Antiphony is simply musical performance that is characterized by the alternation of soloists or musical groups—a time honored style found in most cultures.  In Western music it is found as early as mediæval liturgical chant, and memorably in the works of Gabrieli in sixteenth-century Venice.  Chen’s study in antiphony divides the orchestral color palette into multiple combinations, variously contrasting or combining them into a remarkable variety of sounds.  Throughout the work we are regaled with creative and novel ways of eliciting non-traditional sounds from the familiar array of orchestral instruments.  In addition to the usual special techniques such as string harmonics and muted or stopped brass, at one time or another one will hear strings playing behind the bridge, glissandos in the horns, and cymbals rubbed together or placed on the heads of timpani—to name a few.  Extremes of tessitura, layers of completely different rhythms, dense, bombastic—almost chaotic—textures alternating with the most ethereal, delicate soft ones.  It’s all part and parcel of Chen’s imaginative creation of antiphonal sounds.

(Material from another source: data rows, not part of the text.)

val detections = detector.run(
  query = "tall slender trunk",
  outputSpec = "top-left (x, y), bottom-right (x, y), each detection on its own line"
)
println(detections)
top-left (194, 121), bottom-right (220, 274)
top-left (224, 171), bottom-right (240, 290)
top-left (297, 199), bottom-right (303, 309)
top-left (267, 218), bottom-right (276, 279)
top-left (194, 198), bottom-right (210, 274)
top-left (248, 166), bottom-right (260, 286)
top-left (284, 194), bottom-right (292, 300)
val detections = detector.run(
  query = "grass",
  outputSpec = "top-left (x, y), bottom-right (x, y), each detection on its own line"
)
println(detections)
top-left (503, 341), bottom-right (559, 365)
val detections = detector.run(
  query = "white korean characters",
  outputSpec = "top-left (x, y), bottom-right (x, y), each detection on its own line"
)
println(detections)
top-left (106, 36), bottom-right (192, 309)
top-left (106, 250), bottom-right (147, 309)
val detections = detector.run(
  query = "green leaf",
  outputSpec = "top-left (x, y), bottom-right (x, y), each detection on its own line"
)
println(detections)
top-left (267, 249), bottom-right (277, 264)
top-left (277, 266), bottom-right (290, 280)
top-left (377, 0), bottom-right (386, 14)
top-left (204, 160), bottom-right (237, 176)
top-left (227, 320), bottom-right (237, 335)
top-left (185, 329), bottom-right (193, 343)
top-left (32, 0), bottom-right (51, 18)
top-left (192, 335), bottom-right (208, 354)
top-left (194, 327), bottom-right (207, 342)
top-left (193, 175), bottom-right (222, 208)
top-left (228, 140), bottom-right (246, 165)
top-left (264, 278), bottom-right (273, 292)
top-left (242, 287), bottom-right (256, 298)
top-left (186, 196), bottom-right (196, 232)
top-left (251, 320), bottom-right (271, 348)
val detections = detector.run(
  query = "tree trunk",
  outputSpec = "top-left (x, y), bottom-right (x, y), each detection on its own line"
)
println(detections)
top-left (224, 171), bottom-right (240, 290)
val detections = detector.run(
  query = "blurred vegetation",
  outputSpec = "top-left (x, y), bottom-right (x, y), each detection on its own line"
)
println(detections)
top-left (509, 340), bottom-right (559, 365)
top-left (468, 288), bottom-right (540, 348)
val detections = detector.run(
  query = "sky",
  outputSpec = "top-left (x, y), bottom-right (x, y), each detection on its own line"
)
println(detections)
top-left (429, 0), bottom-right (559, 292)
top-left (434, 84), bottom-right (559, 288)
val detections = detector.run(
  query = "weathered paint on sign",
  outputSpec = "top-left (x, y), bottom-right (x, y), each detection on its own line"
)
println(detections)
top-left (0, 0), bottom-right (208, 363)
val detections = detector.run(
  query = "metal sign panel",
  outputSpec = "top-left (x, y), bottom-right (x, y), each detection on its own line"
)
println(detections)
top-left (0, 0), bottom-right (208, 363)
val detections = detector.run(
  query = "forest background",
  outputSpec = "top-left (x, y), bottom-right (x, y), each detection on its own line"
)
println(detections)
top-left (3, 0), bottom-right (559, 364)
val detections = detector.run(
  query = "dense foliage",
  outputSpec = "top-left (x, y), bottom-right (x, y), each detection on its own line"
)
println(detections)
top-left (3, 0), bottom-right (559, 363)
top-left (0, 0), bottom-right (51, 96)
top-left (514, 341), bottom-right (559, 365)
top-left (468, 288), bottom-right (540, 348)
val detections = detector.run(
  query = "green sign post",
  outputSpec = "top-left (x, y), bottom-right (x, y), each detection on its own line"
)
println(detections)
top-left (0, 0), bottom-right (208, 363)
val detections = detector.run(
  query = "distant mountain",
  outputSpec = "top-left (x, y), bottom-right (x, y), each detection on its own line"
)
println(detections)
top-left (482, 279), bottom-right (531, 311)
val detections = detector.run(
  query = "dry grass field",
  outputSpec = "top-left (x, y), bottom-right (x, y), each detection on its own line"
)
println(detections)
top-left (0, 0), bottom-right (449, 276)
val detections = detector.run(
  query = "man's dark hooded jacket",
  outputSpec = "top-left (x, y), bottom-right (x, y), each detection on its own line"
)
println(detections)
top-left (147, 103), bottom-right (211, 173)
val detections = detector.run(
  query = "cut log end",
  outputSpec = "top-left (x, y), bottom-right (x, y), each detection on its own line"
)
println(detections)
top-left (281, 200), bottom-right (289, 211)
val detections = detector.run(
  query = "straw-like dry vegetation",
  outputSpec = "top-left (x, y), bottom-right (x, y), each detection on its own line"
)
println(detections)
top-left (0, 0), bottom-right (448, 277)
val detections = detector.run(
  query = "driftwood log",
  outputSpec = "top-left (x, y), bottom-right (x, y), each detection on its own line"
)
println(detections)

Beginning with a soft, high, unaccompanied violin gesture soon joined by a Debussy-like sonority of harp, horns, and soft percussion, dense woodwind rhythms and stentorian brass soon add their contrasting layers.  A faster dance-like section follows—much simpler in rhythm, but with an amazing paroxysm of challenging and contrasting activity in the low strings. It all ends in a dramatic cadenza for the percussion section.  The percussion continues, soon joined by unusual sounds from the strings, with a dense cloud of complex woodwind activity floating above it all. The dance-like section grows out of all of this to take us to the conclusion.  It’s abruptly soft, with the ethereal textures of the very beginning.  A solo bassoon plaintively recalls the opening violin gesture, but now a half step lower.

Program Notes by Dr. William E. Runyan, ©2022

Performed by the Fort Collins Symphony on the concert Intense, Playful & Serene at the Lincoln Center, May 2022.